Last night, a rare winter storm moved through the southern United States. Places that usually consider temperatures in the 40s to be downright intense were blasted with a cold front that dropped over two inches of snow in cities ill-equipped to handle the situation. When your climate rarely sees ice, let alone snow, investing in salt trucks doesn’t seem important until you’ve got commuters gridlocked on the highway for twenty hours – and counting. Photographs from across the south look like something out of a post-apocalypse scenario. In fact, maybe a little too much like one in particular.

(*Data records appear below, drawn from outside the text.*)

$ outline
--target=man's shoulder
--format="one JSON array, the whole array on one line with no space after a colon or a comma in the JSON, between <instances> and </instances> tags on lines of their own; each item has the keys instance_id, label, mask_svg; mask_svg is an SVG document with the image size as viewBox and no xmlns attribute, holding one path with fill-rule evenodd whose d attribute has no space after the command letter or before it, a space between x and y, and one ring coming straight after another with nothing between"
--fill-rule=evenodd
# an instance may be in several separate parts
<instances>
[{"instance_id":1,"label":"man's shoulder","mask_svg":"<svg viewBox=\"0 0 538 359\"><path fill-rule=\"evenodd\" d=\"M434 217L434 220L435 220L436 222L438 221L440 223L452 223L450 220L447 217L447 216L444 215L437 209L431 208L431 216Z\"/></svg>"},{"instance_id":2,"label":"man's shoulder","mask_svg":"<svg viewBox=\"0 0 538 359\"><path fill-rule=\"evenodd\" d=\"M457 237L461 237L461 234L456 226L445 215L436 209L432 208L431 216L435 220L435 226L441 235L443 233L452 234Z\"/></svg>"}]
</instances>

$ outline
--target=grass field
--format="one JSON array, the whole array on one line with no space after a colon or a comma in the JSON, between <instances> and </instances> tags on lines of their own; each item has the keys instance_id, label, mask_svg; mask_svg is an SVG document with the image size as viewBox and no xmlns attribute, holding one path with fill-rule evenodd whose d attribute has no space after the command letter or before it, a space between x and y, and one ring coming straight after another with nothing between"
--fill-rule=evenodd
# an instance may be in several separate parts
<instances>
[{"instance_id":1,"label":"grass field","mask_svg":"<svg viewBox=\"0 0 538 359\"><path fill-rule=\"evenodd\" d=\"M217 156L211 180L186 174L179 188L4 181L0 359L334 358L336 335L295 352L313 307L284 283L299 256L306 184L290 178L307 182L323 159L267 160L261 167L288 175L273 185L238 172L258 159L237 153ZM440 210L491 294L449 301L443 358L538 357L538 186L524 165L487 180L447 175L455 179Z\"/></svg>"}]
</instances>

Check out this photo of traffic at a standstill in Atlanta on January 29th. Look familiar? Maybe a little like déjà vu?
Photo Credit: AP Photos
If it does, you’re probably a fan of AMC’s ‘The Walking Dead’. Remove the glassy ice sheet from the lanes going into the heart of the city and replace them with a clueless man with a death-wish on a horse and the resemblance is uncanny.
Image Credit: AMC
Of course, it’s damn near impossible to plan for a zombie uprising. Not the the CDC isn’t trying – which now that I think about it is really disconcerting. But in the coming days there will surely be questions raised as to how major metropolitan areas could be caught so off-guard by predicted weather that hundreds of people were stranded to sleep in their cars or – in some cases – schools and offices.